Historians have long assumed that ethnic and racial divisions in post-Civil War America were reflected in the U.S. Army, of whose enlistees 40 percent were foreign-born. Now Kevin Adams shows that the frontier army was characterized by a "Victorian class divide" that overshadowed ethnic prejudices.
Class and Race in the Frontier Army marks the first application of recent research on class, race, and ethnicity to the social and cultural history of military life on the western frontier. Adams draws on a wealth of military records and soldiers' diaries and letters to reconstruct everyday army life--from work and leisure to consumption, intellectual pursuits, and political activity--and shows that an inflexible class barrier stood between officers and enlisted men.
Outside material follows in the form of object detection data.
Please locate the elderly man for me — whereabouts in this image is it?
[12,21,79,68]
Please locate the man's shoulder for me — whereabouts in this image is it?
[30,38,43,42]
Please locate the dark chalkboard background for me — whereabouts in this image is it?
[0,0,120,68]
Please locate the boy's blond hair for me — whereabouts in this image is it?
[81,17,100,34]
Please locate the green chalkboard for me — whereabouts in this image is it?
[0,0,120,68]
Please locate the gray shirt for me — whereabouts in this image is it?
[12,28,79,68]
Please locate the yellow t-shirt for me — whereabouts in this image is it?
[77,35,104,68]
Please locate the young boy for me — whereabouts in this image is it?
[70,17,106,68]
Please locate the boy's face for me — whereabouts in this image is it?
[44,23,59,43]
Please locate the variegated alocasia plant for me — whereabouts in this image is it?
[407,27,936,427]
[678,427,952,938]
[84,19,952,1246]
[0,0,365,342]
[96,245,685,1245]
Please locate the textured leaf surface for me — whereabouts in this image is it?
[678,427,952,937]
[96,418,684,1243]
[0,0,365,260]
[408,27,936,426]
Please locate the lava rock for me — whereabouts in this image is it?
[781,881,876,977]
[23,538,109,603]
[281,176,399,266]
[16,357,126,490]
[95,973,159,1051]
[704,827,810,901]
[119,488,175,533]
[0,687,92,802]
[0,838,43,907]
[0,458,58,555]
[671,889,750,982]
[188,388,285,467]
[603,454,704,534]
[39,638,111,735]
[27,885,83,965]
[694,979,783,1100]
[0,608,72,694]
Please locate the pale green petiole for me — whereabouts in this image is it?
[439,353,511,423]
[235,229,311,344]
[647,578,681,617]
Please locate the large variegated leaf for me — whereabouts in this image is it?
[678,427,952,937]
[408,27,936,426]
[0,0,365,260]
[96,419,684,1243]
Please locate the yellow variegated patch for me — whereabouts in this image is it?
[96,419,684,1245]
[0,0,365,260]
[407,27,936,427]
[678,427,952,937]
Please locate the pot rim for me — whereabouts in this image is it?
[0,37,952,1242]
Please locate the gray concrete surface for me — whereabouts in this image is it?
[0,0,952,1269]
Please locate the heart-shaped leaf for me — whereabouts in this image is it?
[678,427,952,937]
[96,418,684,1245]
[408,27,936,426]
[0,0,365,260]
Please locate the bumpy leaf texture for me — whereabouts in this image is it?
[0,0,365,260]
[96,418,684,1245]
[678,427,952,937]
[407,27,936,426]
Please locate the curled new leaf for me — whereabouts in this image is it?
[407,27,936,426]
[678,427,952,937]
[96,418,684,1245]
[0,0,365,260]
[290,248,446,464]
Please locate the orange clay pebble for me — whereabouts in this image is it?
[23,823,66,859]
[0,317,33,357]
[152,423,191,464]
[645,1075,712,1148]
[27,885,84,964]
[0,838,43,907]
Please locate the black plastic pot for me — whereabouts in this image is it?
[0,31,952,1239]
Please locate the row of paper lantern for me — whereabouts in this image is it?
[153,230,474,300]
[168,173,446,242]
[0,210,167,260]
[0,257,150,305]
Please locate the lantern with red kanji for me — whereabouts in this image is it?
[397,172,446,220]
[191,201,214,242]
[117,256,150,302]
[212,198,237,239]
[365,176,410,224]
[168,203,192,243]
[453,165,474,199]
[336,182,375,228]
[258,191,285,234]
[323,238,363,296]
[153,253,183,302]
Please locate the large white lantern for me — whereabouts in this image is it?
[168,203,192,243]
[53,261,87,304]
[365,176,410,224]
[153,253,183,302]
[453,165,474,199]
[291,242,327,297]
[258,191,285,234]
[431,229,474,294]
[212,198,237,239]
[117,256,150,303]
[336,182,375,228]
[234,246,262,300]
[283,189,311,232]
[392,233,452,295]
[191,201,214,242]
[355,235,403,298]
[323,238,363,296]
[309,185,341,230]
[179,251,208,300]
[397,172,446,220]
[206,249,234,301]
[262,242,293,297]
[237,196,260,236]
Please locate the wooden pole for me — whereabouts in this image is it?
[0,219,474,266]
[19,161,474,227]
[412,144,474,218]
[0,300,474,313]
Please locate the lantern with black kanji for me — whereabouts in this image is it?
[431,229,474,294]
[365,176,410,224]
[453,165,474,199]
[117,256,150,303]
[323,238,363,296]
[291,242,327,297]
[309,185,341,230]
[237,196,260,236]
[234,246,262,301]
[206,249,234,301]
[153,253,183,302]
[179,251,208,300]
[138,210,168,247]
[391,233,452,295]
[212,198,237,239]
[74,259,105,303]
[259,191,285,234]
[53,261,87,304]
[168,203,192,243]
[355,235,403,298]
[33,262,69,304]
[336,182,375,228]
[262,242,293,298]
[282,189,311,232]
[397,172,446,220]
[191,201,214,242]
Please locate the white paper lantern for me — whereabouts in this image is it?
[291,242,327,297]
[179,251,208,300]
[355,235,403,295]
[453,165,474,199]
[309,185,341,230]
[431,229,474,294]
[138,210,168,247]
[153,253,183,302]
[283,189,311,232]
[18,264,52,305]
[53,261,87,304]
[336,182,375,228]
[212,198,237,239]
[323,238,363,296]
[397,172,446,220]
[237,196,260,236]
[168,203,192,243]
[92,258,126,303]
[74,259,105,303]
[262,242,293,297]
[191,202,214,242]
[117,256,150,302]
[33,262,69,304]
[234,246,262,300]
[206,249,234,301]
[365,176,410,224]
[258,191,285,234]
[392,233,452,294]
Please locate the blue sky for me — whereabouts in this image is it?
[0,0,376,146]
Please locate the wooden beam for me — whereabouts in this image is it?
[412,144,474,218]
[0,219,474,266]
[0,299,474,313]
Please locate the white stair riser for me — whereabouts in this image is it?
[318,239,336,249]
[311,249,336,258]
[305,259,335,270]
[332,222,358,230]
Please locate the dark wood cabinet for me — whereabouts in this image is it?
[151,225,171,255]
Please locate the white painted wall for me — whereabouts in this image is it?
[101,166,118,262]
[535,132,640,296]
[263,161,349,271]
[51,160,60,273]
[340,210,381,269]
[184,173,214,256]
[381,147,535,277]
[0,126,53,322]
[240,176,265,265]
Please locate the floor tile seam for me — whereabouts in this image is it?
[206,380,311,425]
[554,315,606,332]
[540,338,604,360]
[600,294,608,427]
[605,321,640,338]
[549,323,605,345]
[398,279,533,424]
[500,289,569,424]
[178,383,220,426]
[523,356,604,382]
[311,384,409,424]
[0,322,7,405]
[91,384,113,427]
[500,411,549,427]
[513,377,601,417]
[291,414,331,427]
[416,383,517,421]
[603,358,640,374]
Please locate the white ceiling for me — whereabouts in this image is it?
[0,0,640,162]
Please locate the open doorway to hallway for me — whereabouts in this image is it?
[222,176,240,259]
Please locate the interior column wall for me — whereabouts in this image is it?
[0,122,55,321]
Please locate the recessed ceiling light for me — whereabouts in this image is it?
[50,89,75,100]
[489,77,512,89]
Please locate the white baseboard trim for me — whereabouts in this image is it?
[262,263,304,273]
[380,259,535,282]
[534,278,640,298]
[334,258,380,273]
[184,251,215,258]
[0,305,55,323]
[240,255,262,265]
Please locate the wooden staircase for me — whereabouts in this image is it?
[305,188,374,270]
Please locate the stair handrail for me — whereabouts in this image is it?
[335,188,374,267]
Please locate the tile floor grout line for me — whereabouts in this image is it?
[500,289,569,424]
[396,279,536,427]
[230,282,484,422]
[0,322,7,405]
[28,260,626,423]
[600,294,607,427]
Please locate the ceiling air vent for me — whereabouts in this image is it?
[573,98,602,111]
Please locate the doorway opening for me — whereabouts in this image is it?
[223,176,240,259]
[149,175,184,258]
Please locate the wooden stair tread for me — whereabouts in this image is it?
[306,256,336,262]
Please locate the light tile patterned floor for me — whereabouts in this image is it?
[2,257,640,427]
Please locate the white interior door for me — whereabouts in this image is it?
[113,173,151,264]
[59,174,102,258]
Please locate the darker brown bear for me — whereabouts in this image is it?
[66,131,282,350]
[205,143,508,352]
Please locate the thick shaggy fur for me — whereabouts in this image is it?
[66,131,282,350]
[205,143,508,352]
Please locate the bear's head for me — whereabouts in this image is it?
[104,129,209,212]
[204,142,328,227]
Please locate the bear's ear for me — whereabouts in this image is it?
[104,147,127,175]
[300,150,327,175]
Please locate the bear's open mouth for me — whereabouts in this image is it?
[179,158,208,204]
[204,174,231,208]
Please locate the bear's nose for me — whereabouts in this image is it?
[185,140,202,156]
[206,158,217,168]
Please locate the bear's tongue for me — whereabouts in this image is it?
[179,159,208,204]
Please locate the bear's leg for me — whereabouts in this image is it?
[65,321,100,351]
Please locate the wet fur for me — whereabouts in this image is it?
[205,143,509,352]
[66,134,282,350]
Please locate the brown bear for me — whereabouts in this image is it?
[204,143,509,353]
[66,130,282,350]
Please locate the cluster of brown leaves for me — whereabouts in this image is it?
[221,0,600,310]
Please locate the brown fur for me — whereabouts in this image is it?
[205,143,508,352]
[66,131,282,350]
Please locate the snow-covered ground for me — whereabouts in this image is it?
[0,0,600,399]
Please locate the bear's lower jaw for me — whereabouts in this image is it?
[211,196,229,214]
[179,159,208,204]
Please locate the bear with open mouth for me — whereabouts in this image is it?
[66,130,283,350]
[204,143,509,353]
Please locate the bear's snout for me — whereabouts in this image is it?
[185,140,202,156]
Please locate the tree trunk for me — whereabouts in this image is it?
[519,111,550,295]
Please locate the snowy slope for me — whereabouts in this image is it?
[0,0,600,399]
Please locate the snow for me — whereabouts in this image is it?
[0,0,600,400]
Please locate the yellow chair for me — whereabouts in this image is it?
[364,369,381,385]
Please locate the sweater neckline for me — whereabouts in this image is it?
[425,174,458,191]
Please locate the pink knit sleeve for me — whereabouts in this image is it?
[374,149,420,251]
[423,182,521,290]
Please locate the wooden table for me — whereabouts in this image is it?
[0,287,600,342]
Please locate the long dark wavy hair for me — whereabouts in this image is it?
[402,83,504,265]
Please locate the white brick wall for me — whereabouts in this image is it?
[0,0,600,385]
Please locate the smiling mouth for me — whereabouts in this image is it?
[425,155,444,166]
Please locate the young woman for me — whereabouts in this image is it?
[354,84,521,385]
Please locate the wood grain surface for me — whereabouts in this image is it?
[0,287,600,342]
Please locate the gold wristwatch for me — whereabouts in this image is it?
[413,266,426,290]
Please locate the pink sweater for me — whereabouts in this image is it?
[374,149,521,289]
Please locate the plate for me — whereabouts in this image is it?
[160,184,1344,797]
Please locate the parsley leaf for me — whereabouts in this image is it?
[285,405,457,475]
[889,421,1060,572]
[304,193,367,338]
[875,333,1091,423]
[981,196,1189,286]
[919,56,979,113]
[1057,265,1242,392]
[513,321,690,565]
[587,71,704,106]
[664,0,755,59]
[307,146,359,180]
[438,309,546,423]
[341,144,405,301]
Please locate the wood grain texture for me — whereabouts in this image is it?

As Adams relates, officers lived in relative opulence while enlistees suffered poverty, neglect, and abuse. Although racism was ingrained in official policy and informal behavior, no similar prejudice colored the experience of soldiers who were immigrants. Officers and enlisted men paid much less attention to ethnic differences than to social class--officers flaunting and protecting their status, enlisted men seething with class resentment.
Treating the army as a laboratory to better understand American society in the Gilded Age, Adams suggests that military attitudes mirrored civilian life in that era--with enlisted men, especially, illustrating the emerging class-consciousness among the working poor. Class and Race in the Frontier Army offers fresh insight into the interplay of class, race, and ethnicity in late-nineteenth-century America.